Agnes Callard (; born 1976) is an American philosopher and an associate professor of philosophy at the University of Chicago. Her primary areas of specialization are ancient philosophy and ethics. She is also noted for her popular writings and work on public philosophy.

Early life and education 
Callard was born on January 6, 1976, in Budapest, Hungary. Her mother was a hematologist and oncologist in the 1980s, specializing in the treatment of AIDS at the time. Her father started as a carpet salesman and retired as a steel exporter. Callard was raised in Budapest until the age of six. She and her parents later moved to Rome before settling in the New York metropolitan area.
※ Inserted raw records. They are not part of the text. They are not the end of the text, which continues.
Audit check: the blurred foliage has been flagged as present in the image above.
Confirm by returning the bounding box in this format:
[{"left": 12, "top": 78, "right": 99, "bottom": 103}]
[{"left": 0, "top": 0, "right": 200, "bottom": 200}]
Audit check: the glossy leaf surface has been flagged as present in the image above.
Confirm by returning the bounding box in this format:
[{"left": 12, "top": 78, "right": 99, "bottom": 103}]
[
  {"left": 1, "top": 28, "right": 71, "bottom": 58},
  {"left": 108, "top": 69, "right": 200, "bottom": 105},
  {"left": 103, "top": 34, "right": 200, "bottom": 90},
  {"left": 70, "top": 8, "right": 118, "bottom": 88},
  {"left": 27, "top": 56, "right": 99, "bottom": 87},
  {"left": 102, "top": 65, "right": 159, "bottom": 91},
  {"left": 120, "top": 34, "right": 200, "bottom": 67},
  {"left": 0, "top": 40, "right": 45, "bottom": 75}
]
She earned a Bachelor of Arts degree from the University of Chicago, followed by a Master of Arts in classics and a PhD in philosophy from the University of California, Berkeley. She is Jewish.

Academic career 
Callard has been a faculty member at the University of Chicago since 2008, becoming an associate professor of philosophy in 2017. She drew controversy when she crossed the picket line of Graduate Students United to work as a scab during the union's 2019 recognition strike.

With L. A. Paul, Callard received the 2020 Lebowitz Prize, awarded by the American Philosophical Association and Phi Beta Kappa. She received a Guggenheim Fellowship in 2019.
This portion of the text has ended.